How many people are there around the world who cannot access the resources (let alone tuition) for the kind of higher education that we now deem to be necessary in Canada? An article by Unesco smacked me in the face in detailing how over 617 million kids are not getting the education they need. While the number itself is staggering, what really got to me is that over two thirds of those students are enrolled in school … they’re in school, and still not accessing quality education. Clearly, getting children around the world to school is not sufficient.
Unequal access to education is an issue that touches us here at home. Thomas Picketty articulately discusses the impact of unequal access to education in the United States, and details just how unaffordable education is becoming as tuition and material costs continue to explode.
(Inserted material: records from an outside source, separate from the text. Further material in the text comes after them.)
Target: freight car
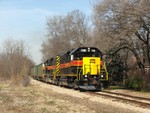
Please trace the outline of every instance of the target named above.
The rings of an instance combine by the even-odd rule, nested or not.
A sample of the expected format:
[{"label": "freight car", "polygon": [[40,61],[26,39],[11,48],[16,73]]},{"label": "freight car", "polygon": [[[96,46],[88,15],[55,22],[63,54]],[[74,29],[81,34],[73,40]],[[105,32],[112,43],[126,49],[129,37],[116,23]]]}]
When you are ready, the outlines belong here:
[{"label": "freight car", "polygon": [[79,47],[50,58],[31,69],[33,78],[83,90],[108,86],[108,72],[102,52],[95,47]]}]

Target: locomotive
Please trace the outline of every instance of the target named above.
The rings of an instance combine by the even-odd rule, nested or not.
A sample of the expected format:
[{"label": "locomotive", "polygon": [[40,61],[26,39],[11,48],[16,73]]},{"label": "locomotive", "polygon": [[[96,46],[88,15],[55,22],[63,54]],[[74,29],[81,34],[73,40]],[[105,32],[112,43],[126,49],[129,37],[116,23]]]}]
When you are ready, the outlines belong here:
[{"label": "locomotive", "polygon": [[108,86],[108,72],[102,62],[102,52],[95,47],[79,47],[50,58],[32,67],[31,76],[82,90],[101,90]]}]

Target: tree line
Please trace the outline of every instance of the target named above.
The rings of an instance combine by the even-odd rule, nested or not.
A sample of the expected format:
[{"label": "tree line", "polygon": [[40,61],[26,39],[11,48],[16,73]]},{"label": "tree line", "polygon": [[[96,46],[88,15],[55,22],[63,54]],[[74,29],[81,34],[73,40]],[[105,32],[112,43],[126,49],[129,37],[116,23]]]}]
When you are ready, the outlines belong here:
[{"label": "tree line", "polygon": [[149,0],[103,0],[93,4],[91,17],[79,10],[49,17],[43,61],[71,48],[95,46],[106,54],[112,84],[150,89],[145,70],[150,66],[149,11]]},{"label": "tree line", "polygon": [[0,80],[13,85],[29,85],[30,68],[33,65],[29,46],[22,40],[7,39],[0,49]]}]

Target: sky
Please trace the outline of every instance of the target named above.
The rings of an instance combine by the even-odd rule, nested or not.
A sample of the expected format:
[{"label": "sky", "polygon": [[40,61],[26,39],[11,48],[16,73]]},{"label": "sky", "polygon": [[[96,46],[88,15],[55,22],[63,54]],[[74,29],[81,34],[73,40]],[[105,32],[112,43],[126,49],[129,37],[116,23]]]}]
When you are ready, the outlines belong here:
[{"label": "sky", "polygon": [[94,0],[0,0],[0,47],[9,38],[23,40],[30,47],[33,61],[41,63],[47,19],[76,9],[90,15],[91,1]]}]

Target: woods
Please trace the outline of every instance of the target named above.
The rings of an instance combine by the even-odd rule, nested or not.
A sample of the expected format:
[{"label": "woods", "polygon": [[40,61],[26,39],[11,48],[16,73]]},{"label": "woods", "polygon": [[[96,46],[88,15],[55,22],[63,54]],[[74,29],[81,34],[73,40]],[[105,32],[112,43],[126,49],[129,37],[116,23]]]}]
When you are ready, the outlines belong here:
[{"label": "woods", "polygon": [[29,58],[24,41],[7,39],[0,53],[0,78],[11,80],[13,84],[29,84],[29,73],[33,62]]},{"label": "woods", "polygon": [[[42,62],[72,48],[97,47],[107,63],[110,85],[150,90],[150,1],[101,0],[91,10],[90,16],[76,9],[47,18]],[[33,64],[24,41],[4,42],[1,78],[26,85]]]},{"label": "woods", "polygon": [[149,6],[148,0],[103,0],[93,4],[91,17],[79,10],[50,17],[43,61],[74,47],[95,46],[106,56],[110,84],[149,90]]}]

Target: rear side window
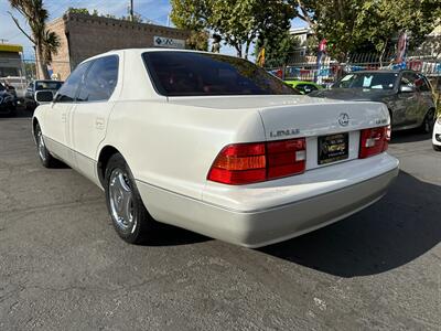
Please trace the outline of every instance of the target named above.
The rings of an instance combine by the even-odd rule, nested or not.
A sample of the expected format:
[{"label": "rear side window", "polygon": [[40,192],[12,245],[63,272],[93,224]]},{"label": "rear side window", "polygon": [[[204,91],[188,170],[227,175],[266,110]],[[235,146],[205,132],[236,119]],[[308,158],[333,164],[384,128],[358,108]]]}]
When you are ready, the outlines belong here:
[{"label": "rear side window", "polygon": [[427,78],[421,74],[417,74],[417,81],[415,82],[415,85],[417,85],[417,88],[420,92],[430,90],[430,86],[429,86],[429,83],[428,83]]},{"label": "rear side window", "polygon": [[143,58],[157,92],[164,96],[299,94],[238,57],[158,51],[144,53]]},{"label": "rear side window", "polygon": [[299,84],[298,86],[295,86],[295,88],[303,92],[304,94],[309,94],[318,89],[314,85],[310,84]]},{"label": "rear side window", "polygon": [[118,81],[118,56],[93,62],[78,94],[78,102],[105,102],[110,98]]},{"label": "rear side window", "polygon": [[58,93],[55,96],[56,103],[73,103],[75,100],[79,84],[83,82],[84,75],[89,65],[90,62],[82,63],[72,72],[63,86],[58,89]]},{"label": "rear side window", "polygon": [[413,73],[404,73],[401,76],[401,85],[416,88],[417,75]]}]

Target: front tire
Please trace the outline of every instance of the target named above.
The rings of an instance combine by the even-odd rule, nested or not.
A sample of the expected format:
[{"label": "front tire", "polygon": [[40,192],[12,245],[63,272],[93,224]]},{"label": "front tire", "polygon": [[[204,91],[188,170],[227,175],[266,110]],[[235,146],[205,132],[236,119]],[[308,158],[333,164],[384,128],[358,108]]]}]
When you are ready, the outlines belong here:
[{"label": "front tire", "polygon": [[129,244],[142,244],[154,221],[146,210],[133,175],[121,154],[110,157],[105,173],[106,203],[118,235]]},{"label": "front tire", "polygon": [[36,151],[39,153],[40,162],[45,168],[56,168],[58,161],[53,156],[51,156],[50,151],[47,150],[46,143],[44,142],[43,132],[39,124],[35,125],[34,135],[35,135]]}]

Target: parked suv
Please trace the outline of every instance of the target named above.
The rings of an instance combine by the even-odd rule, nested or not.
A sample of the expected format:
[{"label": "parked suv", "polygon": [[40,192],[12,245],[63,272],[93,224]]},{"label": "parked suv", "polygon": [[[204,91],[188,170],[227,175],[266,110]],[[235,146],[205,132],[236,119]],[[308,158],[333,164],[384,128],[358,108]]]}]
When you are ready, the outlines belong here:
[{"label": "parked suv", "polygon": [[0,83],[0,114],[10,116],[15,115],[17,104],[15,97],[8,88]]},{"label": "parked suv", "polygon": [[309,94],[357,102],[381,102],[390,113],[392,130],[421,128],[430,132],[434,124],[434,102],[429,81],[413,71],[362,71],[347,74],[331,89]]}]

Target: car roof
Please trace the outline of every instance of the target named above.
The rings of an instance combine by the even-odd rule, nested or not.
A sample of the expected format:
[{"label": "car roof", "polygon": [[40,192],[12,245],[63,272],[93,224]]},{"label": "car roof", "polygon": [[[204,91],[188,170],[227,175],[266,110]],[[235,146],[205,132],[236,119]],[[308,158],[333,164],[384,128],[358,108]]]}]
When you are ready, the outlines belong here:
[{"label": "car roof", "polygon": [[377,70],[377,71],[356,71],[356,72],[351,72],[348,74],[376,74],[376,73],[386,73],[386,74],[399,74],[402,72],[411,72],[416,74],[420,74],[419,72],[412,71],[412,70]]},{"label": "car roof", "polygon": [[92,60],[96,60],[96,58],[99,58],[99,57],[109,56],[109,55],[121,55],[123,53],[143,54],[143,53],[149,53],[149,52],[185,52],[185,53],[222,55],[222,56],[228,56],[228,57],[237,58],[236,56],[228,55],[228,54],[216,54],[216,53],[203,52],[203,51],[194,51],[194,50],[164,49],[164,47],[142,47],[142,49],[121,49],[121,50],[108,51],[106,53],[101,53],[101,54],[88,57],[88,58],[84,60],[82,63],[85,63],[85,62],[88,62],[88,61],[92,61]]},{"label": "car roof", "polygon": [[34,83],[39,83],[39,82],[42,82],[42,83],[52,83],[52,82],[63,83],[63,81],[55,81],[55,79],[35,79],[33,82]]}]

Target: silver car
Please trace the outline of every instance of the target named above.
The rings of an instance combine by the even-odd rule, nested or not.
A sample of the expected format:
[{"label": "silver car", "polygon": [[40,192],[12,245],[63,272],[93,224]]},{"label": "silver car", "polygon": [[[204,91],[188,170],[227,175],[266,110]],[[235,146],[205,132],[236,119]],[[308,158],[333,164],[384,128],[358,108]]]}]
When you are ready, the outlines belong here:
[{"label": "silver car", "polygon": [[331,89],[309,94],[312,97],[380,102],[390,113],[392,130],[421,128],[431,132],[435,106],[429,81],[413,71],[361,71],[344,75]]}]

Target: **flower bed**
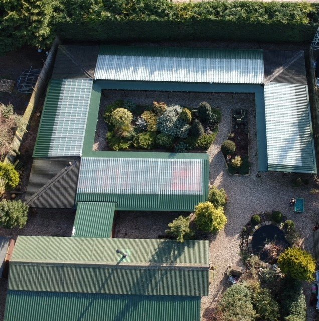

The kind of open education advocated for in Why Open Education Matters speaks to me, both from a personal standpoint, and from what I believe to be right. As stated in Lawrence Lessig’s talk Laws that Choke Creativity, we need to “fight for balance.” The rights of creators are real, and perfectly reasonable … but how can it be ok for entire industries to thrive in building education infrastructure, like textbook making, while so many around the world are utterly unable to access something as fundamental as education? Kelsie Lenihan’s assertion, in her blog, that education is a human right compounds the difficulty of accepting vast amounts of money being made when so many do not yet have access.
Emotionally, it is very easy to empathize with the life story of Aaron Swartz. Whatever one may think of his methods, it feels like there is a certain nobility in the political goals he was striving for. As details of his conflict with the justice system were born out, the extent to which we have entrenched, competing interests is made obvious. On the one hand, Aaron Swartz and his supporters are pushing for access to resources that they feel everybody should have access to, like court documents and jurisprudence. On the other, a severe government reaction to protect creators rights (immense fine, up to 35 years of prison, solitary confinement) designed to deter others from following Swartz’ path.
(If you did not choose this as an optional viewing, I highly recommend you watch it!)
This is by no means an end, but I think it is an ok start. I haven’t even begun to delve into the complexities of sharing, but I have begun where I find myself connecting emotionally. As a teacher in a community school, I see the impact of unequal access to education on a daily basis, and agonize at the potential consequences for our kids’ prospects.